Pour le ministre de la défense, le retour au premier plan des facteurs militaires, qui prennent désormais le pas sur les facteurs politiques au Kosovo, a pour conséquence de priver une éventuelle négociation sur le statut de la province de tout partenaire albanophone crédible, l'influence de M. Rugova se trouvant amoindrie par rapport à celle des forces les plus intransigeantes. A ce propos, M. Alain Richard a souligné la cohérence de la communauté internationale qui, comme en Bosnie, a écarté la solution de la partition et de l'indépendance pour privilégier une coexistence des différentes communautés, dans le cadre d'un statut d'autonomie.

Un débat s'est alors instauré avec les commissaires.

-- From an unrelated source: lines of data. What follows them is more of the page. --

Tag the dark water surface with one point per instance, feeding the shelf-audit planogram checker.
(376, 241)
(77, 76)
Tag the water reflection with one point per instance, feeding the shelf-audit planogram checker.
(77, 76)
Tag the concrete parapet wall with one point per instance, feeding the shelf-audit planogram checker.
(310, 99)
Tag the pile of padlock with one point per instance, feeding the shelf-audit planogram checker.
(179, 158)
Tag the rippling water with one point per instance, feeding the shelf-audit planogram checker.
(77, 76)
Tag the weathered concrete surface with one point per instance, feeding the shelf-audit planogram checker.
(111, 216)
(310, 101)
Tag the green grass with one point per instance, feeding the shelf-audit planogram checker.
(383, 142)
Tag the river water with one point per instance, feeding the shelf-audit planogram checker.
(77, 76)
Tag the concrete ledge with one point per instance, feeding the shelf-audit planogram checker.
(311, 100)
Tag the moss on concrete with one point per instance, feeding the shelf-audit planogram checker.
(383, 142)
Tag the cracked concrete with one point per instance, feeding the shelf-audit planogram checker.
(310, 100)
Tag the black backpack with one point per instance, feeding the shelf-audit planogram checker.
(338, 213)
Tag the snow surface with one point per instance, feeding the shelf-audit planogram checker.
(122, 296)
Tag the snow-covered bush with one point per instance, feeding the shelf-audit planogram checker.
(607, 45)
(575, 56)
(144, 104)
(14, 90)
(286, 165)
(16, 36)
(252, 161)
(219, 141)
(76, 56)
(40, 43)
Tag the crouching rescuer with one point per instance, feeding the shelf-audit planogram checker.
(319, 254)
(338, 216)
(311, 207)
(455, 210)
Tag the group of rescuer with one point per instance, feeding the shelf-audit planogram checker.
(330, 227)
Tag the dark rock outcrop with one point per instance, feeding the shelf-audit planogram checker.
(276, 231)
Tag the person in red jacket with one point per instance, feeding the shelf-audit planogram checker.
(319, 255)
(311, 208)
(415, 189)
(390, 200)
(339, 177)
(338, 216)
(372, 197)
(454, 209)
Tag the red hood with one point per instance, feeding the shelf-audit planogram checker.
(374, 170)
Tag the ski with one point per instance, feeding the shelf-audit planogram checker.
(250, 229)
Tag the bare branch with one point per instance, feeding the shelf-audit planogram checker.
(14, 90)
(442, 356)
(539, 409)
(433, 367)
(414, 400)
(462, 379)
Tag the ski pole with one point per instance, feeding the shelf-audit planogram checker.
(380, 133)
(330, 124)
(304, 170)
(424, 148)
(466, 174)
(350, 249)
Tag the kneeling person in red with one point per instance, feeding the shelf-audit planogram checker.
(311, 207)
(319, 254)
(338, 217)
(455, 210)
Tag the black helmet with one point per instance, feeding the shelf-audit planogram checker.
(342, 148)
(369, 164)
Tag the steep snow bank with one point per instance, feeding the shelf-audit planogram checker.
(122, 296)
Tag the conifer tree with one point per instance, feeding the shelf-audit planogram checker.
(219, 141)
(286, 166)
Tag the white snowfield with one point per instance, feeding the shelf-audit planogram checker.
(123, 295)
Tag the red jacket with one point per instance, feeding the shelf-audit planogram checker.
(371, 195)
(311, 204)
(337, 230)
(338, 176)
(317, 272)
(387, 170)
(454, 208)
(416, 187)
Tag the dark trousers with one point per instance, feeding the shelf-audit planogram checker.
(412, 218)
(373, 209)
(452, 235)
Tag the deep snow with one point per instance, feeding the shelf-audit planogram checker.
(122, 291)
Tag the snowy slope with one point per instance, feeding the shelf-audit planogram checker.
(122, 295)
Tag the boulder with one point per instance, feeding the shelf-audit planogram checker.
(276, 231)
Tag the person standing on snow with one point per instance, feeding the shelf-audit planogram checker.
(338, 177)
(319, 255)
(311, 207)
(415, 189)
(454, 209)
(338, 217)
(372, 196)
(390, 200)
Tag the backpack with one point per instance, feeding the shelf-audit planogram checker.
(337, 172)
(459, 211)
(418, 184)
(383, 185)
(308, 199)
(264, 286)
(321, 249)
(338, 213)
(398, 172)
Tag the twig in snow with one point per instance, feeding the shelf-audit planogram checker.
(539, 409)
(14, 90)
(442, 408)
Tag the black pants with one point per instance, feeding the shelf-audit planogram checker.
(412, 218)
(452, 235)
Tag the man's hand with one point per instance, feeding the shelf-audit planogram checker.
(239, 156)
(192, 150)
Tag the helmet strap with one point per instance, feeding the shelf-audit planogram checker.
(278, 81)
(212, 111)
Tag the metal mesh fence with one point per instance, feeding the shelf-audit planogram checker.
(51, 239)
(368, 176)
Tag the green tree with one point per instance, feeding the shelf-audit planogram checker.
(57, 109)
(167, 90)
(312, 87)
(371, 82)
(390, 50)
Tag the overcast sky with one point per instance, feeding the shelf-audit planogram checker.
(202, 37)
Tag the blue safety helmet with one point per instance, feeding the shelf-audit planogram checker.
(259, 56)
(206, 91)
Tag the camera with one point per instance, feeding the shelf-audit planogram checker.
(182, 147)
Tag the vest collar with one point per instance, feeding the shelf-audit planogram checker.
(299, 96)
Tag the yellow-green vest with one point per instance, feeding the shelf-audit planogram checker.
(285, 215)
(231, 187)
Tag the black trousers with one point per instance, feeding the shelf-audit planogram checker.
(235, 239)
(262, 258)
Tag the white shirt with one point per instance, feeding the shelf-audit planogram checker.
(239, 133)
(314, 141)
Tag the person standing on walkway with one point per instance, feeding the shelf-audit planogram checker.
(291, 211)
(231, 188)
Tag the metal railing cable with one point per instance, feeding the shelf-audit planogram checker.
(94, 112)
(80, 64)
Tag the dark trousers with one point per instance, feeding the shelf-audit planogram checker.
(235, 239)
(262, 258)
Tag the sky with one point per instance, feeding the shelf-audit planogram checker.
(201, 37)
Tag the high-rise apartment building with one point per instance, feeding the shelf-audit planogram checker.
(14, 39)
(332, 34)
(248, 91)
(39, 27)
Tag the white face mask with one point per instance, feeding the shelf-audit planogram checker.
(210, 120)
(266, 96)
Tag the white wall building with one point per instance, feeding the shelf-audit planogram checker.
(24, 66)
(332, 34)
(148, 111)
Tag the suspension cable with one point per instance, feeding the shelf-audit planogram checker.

M. Michel Caldaguès a demandé au ministre s'il disposait d'informations concernant le massacre de Kosovars albanais perpétré dans la ville de Racak, certains commentateurs ayant évoqué l'hypothèse d'une mise en scène.

Mme Josette Durrieu a déploré que le temps qui passe joue contre la perspective d'autonomie du Kosovo longtemps préconisée par les plus modérés et favorise au contraire l'objectif de l'indépendance. Elle s'est interrogée sur la capacité des vérificateurs de l'OSCE à agir efficacement contre les décisions du président Milosevic.

M. André Rouvière a demandé au ministre si les puissances occidentales s'accordaient sur l'avenir de la province : la majorité albanaise avait-elle le droit de choisir son destin ? Puis, le sénateur s'est interrogé sur l'attitude de l'Albanie à l'égard de la crise kosovare.

M. André Boyer s'est également inquiété des réactions de l'Albanie à l'égard de la crise du Kosovo et de celle de la communauté albanaise de Macédoine.

M. Robert Del Picchia a demandé au ministre quel était le rôle réel de la force d'extraction basée en Macédoine et si ses moyens étaient adaptés à sa mission.

M. Christian de la Malène a relevé l'absence d'issue à la situation actuelle. Il a estimé que la mission de l'OSCE pouvait être considérée comme un alibi à l'inaction et s'est déclaré gravement préoccupé par l'évolution de la crise.

M. Bertrand Delanoë a souhaité savoir si à la complexité politique révélée par la crise du Kosovo ne s'ajoutait pas une complexité technique et militaire dans l'hypothèse d'un éventuel recours à la force.

Enfin, M. Xavier de Villepin, président, a interrogé le ministre sur la chaîne de commandement applicable à la force d'extraction. Il s'est par ailleurs enquis de l'éventuelle nécessité d'une nouvelle résolution du Conseil de sécurité de l'ONU dans l'hypothèse de frappes aériennes contre les forces serbes. Il s'est enfin déclaré très préoccupé par les risques encourus par les observateurs de l'OSCE.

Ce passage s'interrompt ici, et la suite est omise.